34, Find First and Last Position of Element in Sorted Array
About 1 min
I Problem
Given an array of integers nums sorted in non-decreasing order, find the starting and ending position of a given target value.
If target is not found in the array, return [-1, -1].
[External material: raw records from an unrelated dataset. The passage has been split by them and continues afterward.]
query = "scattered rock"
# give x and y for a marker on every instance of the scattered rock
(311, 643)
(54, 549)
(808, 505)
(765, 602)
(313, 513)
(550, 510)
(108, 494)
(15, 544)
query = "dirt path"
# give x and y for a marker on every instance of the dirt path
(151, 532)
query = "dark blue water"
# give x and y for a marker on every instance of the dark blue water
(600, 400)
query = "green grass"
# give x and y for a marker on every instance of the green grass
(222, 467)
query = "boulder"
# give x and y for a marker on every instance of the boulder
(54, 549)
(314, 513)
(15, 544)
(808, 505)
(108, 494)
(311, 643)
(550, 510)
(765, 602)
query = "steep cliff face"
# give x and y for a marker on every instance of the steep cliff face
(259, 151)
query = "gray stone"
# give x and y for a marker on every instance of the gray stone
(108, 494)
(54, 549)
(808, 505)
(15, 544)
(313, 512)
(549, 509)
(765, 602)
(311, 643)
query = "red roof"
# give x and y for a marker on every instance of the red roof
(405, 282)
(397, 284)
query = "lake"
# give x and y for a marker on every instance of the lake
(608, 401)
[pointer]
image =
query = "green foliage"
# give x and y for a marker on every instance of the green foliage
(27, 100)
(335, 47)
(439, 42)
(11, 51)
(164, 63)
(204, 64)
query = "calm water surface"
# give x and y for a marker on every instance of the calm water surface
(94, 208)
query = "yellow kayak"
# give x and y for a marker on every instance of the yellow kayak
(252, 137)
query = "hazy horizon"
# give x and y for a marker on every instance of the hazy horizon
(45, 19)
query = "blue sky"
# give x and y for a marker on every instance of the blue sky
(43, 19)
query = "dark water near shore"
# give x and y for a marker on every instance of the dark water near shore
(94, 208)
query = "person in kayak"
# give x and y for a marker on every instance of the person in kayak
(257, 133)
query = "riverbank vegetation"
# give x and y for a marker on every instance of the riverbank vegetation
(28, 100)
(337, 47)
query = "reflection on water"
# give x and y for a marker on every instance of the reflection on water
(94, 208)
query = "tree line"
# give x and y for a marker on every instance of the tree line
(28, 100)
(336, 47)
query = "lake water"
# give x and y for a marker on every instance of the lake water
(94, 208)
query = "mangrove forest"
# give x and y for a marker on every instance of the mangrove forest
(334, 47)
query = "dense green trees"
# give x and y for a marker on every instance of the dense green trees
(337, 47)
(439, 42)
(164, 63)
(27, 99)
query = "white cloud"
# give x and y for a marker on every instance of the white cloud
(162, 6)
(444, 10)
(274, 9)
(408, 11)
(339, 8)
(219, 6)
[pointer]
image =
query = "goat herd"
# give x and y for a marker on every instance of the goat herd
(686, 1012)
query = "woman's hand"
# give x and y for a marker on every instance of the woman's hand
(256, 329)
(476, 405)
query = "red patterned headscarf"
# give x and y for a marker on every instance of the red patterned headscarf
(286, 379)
You must write an algorithm with O(log n) runtime complexity.
Example 1:
Input: nums = [5,7,7,8,8,10], target = 8
Output: [3,4]
Example 2:
Input: nums = [5,7,7,8,8,10], target = 6
Output: [-1,-1]
Example 3:
Input: nums = [], target = 0
Output: [-1,-1]
Constraints:
- 0 <= nums.length <= 10⁵
- -10⁹ <= nums[i] <= 10⁹
- nums is a non-decreasing array
- -10⁹ <= target <= 10⁹
Related Topics
- Array
- Binary Search
II Solution
Approach 1: Binary Search
pub fn search_range(nums: Vec<i32>, target: i32) -> Vec<i32> {
let mut res = vec![-1, -1];
let len = nums.len();
let mut left = 0;
let mut right = len;
while left < right {
let mid = left + (right - left) / 2;
if target < nums[mid] {
right = mid;
} else if nums[mid] < target {
left = mid + 1;
} else {
// num[mid]肯定等于target,往左右两边遍历
let mut prev = mid;
let mut next = mid;
let mut move_prev = false;
let mut move_next = false;
loop {
move_prev = false;
if prev != 0 && nums[prev - 1] == target {
move_prev = true;
prev -= 1;
}
move_next = false;
if next != len - 1 && nums[next + 1] == target {
move_next = true;
next += 1;
}
if !move_prev && !move_next {
break;
}
}
res[0] = prev as i32;
res[1] = next as i32;
break;
}
}
res
}
public int[] searchRange(int[] nums, int target) {
int[] res = new int[] {-1, -1};
int left = 0;
int right = nums.length;
while (left < right) {
int mid = left + (right - left) / 2;
if (target < nums[mid]) {
right = mid;
} else if (nums[mid] < target) {
left = mid + 1;
} else {
int prev = mid;
int next = mid;
boolean move_prev = false;
boolean move_next = false;
while (true) {
move_prev = false;
if (prev != 0 && nums[prev - 1] == target) {
move_prev = true;
prev -= 1;
}
move_next = false;
if (next != nums.length - 1 && nums[next + 1] == target) {
move_next = true;
next += 1;
}
if (!move_prev && !move_next) {
break;
}
}
res[0] = prev;
res[1] = next;
break;
}
}
return res;
}